His future plan is to retire after some years and wish that his siblings would continue to take it forward following the steps he had taken.

Akheto at 55 years of age tries to keep fit by playing badminton. Presently, he is relaxed and comfortable and amply satisfied despite the struggles he has been through. He is not proud of what he has and he certainly does not possess an ultra ego of what he has or where he stands but he is always thankful to God for His love and blessings in his life.
Now he owns three showrooms, and has a large business turnover annually. He is in great health and enjoys an excellent relationship with his family. His son and son-in-law are also helping him in the business. It has given him the ultimate lifestyle.
Many people think that the public servants have extra and backdoor income for lifting up such business. However, Akheto is the example for younger generation.

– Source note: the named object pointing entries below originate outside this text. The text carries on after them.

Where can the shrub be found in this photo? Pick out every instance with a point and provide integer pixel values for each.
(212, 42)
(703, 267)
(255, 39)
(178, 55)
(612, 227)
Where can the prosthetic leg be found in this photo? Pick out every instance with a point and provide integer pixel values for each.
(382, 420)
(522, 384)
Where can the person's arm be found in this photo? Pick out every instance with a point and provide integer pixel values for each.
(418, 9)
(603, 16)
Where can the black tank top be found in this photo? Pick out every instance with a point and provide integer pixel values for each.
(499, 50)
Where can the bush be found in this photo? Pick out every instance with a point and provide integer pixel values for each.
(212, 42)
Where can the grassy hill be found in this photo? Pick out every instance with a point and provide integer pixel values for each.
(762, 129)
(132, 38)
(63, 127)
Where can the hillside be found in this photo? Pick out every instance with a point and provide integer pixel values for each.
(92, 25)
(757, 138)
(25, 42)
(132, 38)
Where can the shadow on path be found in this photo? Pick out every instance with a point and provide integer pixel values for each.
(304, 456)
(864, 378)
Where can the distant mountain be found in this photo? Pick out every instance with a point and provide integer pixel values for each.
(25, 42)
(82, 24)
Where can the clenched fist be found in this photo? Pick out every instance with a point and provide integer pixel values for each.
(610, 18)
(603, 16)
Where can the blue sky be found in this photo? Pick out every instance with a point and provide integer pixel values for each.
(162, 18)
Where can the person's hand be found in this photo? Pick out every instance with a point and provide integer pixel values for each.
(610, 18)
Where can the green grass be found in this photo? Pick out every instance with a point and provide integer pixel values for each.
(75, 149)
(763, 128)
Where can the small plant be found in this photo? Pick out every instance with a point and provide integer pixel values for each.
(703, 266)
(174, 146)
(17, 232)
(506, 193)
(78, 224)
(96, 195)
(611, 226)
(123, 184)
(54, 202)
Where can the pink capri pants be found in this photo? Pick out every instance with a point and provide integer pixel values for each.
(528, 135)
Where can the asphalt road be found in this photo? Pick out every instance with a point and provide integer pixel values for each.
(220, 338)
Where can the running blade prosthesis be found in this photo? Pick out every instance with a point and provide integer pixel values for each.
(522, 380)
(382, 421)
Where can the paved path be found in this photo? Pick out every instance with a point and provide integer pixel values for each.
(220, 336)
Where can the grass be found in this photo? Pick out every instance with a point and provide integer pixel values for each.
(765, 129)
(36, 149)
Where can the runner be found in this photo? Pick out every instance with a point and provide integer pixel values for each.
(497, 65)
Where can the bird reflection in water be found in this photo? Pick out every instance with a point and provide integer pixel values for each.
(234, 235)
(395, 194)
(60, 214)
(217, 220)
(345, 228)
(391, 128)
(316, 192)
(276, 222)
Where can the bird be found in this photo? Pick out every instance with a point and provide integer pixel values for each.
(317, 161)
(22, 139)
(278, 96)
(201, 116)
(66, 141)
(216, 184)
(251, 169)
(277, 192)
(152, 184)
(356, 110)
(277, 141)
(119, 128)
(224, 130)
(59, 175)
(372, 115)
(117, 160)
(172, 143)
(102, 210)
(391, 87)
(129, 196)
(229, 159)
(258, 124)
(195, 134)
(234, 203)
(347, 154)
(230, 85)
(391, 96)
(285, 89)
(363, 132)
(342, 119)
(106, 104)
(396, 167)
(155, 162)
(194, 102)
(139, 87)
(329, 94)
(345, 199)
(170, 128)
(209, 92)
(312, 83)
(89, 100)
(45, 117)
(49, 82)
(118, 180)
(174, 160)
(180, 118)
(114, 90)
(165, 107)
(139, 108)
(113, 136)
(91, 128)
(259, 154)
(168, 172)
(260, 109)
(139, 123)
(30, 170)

He showed the way in his life as to how a person grows up in his business, with powerful will and honesty without depending on “easy money”.

He has learned from trial and error — and found that most areas of his life worked better if he had a simple system to follow that produced consistent results. It has given him the ultimate lifestyle albeit with a lot of common sense.
Many people think that public servants have extra and backdoor income for lifting up such business.

However, Akheto is the example for younger generation. He has shown the way in his life as to how a person can grow up in his business, with powerful will and honesty without depending on “easy money”. Destiny has certainly rewarded Akheto.

Success is truly for those who leave their egos behind and get down hand on to push upward.